Received 13 October 2014; Accepted 15 December 2014

Academic Editor: Daniel Lenihan

Copyright © 2015 Jeffrey Sulpher et al. This is an open access article distributed under the Creative Commons Attribution License, which permits unrestricted use, distribution, and reproduction in any medium, provided the original work is properly cited.

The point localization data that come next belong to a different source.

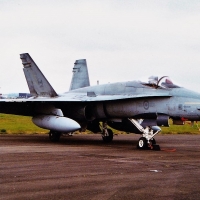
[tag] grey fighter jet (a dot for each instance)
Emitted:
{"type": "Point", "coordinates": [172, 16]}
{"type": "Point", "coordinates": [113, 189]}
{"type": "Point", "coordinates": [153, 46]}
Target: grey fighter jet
{"type": "Point", "coordinates": [133, 106]}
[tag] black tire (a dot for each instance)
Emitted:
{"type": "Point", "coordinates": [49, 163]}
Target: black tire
{"type": "Point", "coordinates": [153, 141]}
{"type": "Point", "coordinates": [108, 138]}
{"type": "Point", "coordinates": [142, 143]}
{"type": "Point", "coordinates": [54, 136]}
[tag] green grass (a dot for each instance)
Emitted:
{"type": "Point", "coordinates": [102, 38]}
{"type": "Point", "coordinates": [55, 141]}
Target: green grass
{"type": "Point", "coordinates": [13, 124]}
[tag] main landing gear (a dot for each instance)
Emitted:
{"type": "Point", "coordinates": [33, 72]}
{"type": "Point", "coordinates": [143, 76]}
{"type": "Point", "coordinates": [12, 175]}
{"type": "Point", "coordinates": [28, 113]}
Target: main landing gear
{"type": "Point", "coordinates": [147, 140]}
{"type": "Point", "coordinates": [107, 134]}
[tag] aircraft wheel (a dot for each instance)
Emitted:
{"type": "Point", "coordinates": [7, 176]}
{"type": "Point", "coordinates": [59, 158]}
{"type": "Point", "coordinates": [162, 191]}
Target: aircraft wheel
{"type": "Point", "coordinates": [142, 143]}
{"type": "Point", "coordinates": [153, 141]}
{"type": "Point", "coordinates": [54, 136]}
{"type": "Point", "coordinates": [108, 138]}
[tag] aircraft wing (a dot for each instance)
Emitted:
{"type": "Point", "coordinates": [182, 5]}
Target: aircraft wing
{"type": "Point", "coordinates": [84, 97]}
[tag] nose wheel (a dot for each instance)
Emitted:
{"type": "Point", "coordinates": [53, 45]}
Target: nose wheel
{"type": "Point", "coordinates": [107, 134]}
{"type": "Point", "coordinates": [144, 144]}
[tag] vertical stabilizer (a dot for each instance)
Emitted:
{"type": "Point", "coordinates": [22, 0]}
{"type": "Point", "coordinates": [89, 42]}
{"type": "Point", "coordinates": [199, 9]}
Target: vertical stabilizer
{"type": "Point", "coordinates": [37, 83]}
{"type": "Point", "coordinates": [80, 76]}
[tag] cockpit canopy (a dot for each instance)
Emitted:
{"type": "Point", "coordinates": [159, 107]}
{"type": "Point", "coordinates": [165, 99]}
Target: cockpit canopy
{"type": "Point", "coordinates": [163, 82]}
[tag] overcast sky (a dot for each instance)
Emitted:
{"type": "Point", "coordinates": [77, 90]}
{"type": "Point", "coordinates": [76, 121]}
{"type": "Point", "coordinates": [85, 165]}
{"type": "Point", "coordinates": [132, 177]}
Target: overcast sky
{"type": "Point", "coordinates": [121, 40]}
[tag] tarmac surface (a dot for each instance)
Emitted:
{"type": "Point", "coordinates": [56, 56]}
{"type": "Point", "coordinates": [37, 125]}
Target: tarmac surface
{"type": "Point", "coordinates": [83, 167]}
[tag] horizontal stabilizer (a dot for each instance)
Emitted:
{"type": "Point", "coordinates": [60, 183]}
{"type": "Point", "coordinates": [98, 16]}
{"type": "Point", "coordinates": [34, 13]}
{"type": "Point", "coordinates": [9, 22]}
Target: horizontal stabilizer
{"type": "Point", "coordinates": [37, 83]}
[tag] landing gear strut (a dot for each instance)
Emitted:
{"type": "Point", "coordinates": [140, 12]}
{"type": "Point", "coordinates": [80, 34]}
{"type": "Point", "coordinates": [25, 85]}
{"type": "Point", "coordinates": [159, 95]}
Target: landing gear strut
{"type": "Point", "coordinates": [54, 136]}
{"type": "Point", "coordinates": [107, 134]}
{"type": "Point", "coordinates": [147, 140]}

Cardiotoxicity is the second leading cause of long-term morbidity and mortality among cancer survivors. The purpose of this retrospective observational study is to report on the clinical and cardiac outcomes in patients with early stage and advanced cancer who were referred to our multidisciplinary cardiac oncology clinic (COC). A total of 428 patients were referred to the COC between October 2008 and January 2013. The median age of patients at time of cancer diagnosis was 60. Almost half of patients who received cancer therapy received first-line chemotherapy alone (169, 41.7%), of which 84 (49.7%) were exposed to anthracyclines. The most common reasons for referral to the cardiac oncology clinic were decreased LVEF (34.6%), prechemotherapy assessment (11.9%), and arrhythmia (8.4%). A total of 175 (40.9%) patients referred to the COC were treated with cardiac medications. The majority (331, 77.3%) of patients were alive as of January 2013, and 93 (21.7%) patients were deceased. Through regular review of cardiac oncology clinic referral patterns, management plans, and patient outcomes, we aim to continuously improve delivery of cardiac care to our patient population and optimize cardiac health.